Penny: I'm starting to see developer agencies marketing "is your website AX ready", and this seems concerning

dom: Yep, risk of two class, where rich people have their agents doing things for them, and the rest deal with a terrible web
… That reminds me, AI can also be used to help maintain things like the two ways of dealing with communicating info

tomayac: First rule of ARIA is don't use ARIA
… Before we reach to that, the solution is actually semantic web
… So many things are just form operations

<wendyreid> +1 tomayac

<benvds> +1

tomayac: If your website is not recognizable to a machine, then its because you're building div based UI and then its not machine readable
… I am concerned that people will start using ARIA wrong, making the web worse for human users
… So we should be careful about telling users to use ARIA

johannhof: I want to take us one level up. Who are we serving, what's the outcome that we want?
… To me its that websites should be able to be optimized for browser agents
… This takes us back to the problem of interoperability, but now its no longer between browser engines but between different models/system prompts/etc!

johannhof: I want to unite us on this common goal, that websites should be interoperable
… Maybe we need to make it easier to test and optimize generally

<Zakim> jamesn, you wanted to discuss ARIA and the accessibility tree - and how we can't rely on aria labelling and roles unless the tree is created

jamesn: I wanted to talk about technical feasibility of using ARIA, if we were going to do that
… For example, the label for ARIA, you can't get it until you spin up the accessibility tree
… Thats extra compute cost, are browsers actually going to do that for all agent users

tomayac: Is it cheaper to screenshot?

jamesn: Good question. But they'll be screenshotting anyway, they will be doing multiple thibngs

johannhof: Agree, there's this concept of no point in building complex systems too early, when it gets bypassed shortly just by processing the raw data
… because the systems get so good

jamesn: The accessibility tree is also fragile and causes crashes. Would be great if it didn't
… but that's the reality

Penny: On the topic of accessibility tree vs not. There's some speculation of using a cheap on device model to lower the cost, and then select between models if the problem isn't solved by the cheap one.
… I do think it should be as inexpensive as possible to be able to get the answer quickly, yes.

raginpirate: Wanted to return to question #1 (do we accept the premise). I do agree that we cannot do 100% by inference alone, but want to extend the question
… Will using 'hints' like ARIA even reach 100%?
… I am skeptical that the fundamental problem might not be feasible
… Want to challenge is this the right path, or is the right path that we need agents to NOT operate on the normal web, if we want to achieve actual 100%

Penny: As in, parallel MCP service or similar?
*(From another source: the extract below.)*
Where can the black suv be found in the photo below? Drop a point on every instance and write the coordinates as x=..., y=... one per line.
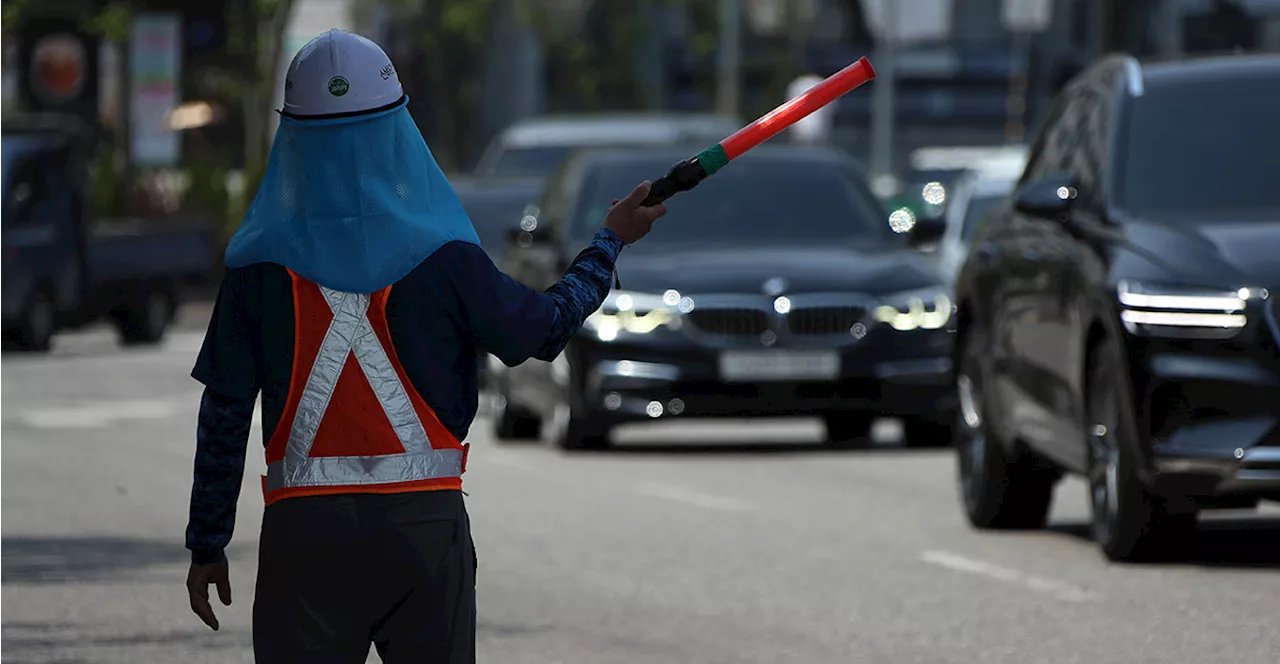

<csarven> I wanted to comment on no content duplication and enabling agents to "follow their nose". Some of this is not at all distinct from good / useful information for humans. The Self-Describing Web document which is a TAG Finding talks about this in depth and again RDFa is mentioned there for use in markup languages like HTML.

<csarven> There is a distinction to be made about semantic HTML and reuse of independently developed vocabularies to express some information. Take schemaorg as an example or countless other vocabularies on the web. They are able to describe different kinds of knowledge on the web as well as operations for applications.

raginpirate: Exactly

<Zakim> csarven, you wanted to mention TAG Finding, Self-Describing Web: https://www.w3.org/2001/tag/doc/selfDescribingDocuments which discusses use of RDFa for self-describing HTML

csarven: Wanted to talk about content duplication that you mentioned earlier.
… A lot of thats not distinct from useful information for humans
… Can have a single source of truth thats not hidden information
… Thats accessible, visible, and available to machines

<csarven> https://www.w3.org/2001/tag/doc/selfDescribingDocuments

csarven: There's a TAG finding about self describing web
… Really talks to the question of what is the purpose, the relationship between pieces of information
… Concrete example, a citation
… This sentence/argument/thought maybe refutes or augments this other argument somewhere else on the web
… Actually real linkage between those things because humans have a lot more context about the document or application they are interacting with and that context can be made more clear to the agents - at least reducing that gap

csarven: Second point, there's a distinction to be made about semantic HTML
… Worth noting that there are other vocabulary than HTML

csarven: we need to take into account different ways of expressing knowledge by different communities
… No central authority says what a trashcan should be
… We have bodies that can talk about icons
… We have bodies that can talk about genes or health data

csarven: Are we describing all of human knowledge at W3C?
… think about why schema.org exists in the first place

<mbgower> In response to the COGA group advocating using ARIA for adding meaning sematically, I did a very limited exploration of a way of using a controlled vocabulary to prompt users for unconventional uses of inputs and buttons. Based on the button example, it seems somewhat valid.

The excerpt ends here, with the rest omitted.